L’arrêt de la Cour de justice de l’Union européenne rendu le 1er janvier 2026 précise les modalités d’application de la directive concernant la décision d’enquête européenne. Cette affaire concerne la possibilité d’obtenir l’audition d’une personne poursuivie, détenue dans un autre État membre, par transfèrement temporaire ou par recours à la vidéoconférence. La procédure trouve son origine dans une demande d’assistance judiciaire visant à assurer la participation de l’intéressé aux débats devant une juridiction de jugement pénale. Les autorités nationales s’interrogent sur les conditions d’émission de cet acte et sur les motifs permettant à l’État d’exécution d’en refuser légitimement la mise en œuvre. La question posée à la Cour porte sur l’usage de cet instrument aux fins d’auditionner une personne poursuivie et sur la validité des refus d’exécution. Les juges soulignent que ces mesures sont possibles si elles conservent un objectif probatoire et que l’exécution ne saurait être écartée par de simples directives administratives.
**I. L’admission de la décision d’enquête européenne pour l’audition de la personne poursuivie**
**A. La primauté de l’objectif probatoire dans le recours au transfèrement temporaire**
« L’autorité judiciaire d’un État membre peut émettre une décision d’enquête européenne ayant pour objet soit le transfèrement temporaire » d’une personne détenue vers son territoire national.

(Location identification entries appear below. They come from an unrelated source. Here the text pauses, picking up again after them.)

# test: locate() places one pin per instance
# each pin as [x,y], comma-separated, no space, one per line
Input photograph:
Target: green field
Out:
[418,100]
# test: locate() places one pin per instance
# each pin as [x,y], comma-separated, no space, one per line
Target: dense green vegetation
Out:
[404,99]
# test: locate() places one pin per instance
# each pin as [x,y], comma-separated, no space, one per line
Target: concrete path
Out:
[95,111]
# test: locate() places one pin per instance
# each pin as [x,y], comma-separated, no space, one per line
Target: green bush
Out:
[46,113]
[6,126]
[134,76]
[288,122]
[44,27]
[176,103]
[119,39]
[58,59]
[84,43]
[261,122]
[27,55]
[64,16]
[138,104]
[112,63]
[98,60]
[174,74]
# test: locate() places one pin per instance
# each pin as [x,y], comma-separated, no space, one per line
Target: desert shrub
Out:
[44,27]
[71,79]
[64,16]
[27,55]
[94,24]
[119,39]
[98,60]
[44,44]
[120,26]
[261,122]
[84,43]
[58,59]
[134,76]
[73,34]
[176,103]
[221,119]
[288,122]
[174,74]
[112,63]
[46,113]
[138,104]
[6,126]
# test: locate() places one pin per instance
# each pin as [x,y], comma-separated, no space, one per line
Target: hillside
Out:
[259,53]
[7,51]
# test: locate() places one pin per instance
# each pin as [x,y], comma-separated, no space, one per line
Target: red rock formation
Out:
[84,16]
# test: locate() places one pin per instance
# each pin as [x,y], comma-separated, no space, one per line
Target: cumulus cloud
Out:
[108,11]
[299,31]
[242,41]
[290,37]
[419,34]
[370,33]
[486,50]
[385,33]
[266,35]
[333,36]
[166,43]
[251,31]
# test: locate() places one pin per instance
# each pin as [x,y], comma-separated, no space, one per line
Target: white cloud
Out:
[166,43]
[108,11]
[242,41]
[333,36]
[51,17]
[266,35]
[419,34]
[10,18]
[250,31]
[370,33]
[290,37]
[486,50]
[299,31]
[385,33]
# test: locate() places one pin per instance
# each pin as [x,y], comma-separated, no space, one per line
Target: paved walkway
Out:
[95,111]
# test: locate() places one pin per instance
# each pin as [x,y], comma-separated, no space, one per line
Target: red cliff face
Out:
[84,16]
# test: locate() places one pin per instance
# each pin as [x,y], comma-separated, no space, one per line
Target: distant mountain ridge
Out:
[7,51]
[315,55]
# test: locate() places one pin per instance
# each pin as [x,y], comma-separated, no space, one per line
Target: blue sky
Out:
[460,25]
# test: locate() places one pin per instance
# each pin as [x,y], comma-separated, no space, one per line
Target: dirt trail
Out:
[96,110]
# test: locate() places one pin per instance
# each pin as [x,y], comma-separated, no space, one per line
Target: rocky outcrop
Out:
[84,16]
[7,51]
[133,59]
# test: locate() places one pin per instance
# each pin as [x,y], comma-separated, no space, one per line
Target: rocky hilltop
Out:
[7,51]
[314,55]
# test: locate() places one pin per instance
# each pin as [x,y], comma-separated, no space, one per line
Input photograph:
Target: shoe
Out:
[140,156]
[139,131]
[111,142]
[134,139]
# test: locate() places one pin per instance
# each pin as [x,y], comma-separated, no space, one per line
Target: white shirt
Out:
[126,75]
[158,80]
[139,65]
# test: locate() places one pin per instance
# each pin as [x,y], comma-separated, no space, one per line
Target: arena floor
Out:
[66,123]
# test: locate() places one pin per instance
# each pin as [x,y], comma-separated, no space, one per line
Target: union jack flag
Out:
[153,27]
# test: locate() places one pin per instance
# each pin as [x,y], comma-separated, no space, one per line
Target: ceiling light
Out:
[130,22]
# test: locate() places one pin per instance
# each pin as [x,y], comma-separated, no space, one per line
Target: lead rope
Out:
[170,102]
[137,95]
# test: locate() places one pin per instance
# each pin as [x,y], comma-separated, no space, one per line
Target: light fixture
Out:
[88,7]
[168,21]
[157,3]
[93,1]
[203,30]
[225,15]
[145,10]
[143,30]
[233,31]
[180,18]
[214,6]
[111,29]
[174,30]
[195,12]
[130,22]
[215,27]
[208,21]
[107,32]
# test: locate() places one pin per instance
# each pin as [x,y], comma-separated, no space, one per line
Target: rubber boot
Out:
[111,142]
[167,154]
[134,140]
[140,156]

Cette faculté demeure strictement subordonnée à la condition impérative « que ladite mesure ait un objectif probatoire » au sens des articles 3 et 22 de la directive. La Cour valide ainsi une lecture fonctionnelle de la notion de preuve en y incluant les déclarations recueillies directement auprès de la personne faisant l’objet des poursuites. Elle précise toutefois que « son exécution n’excède pas ce qui est nécessaire » afin de garantir un équilibre entre l’efficacité de l’enquête et la liberté individuelle.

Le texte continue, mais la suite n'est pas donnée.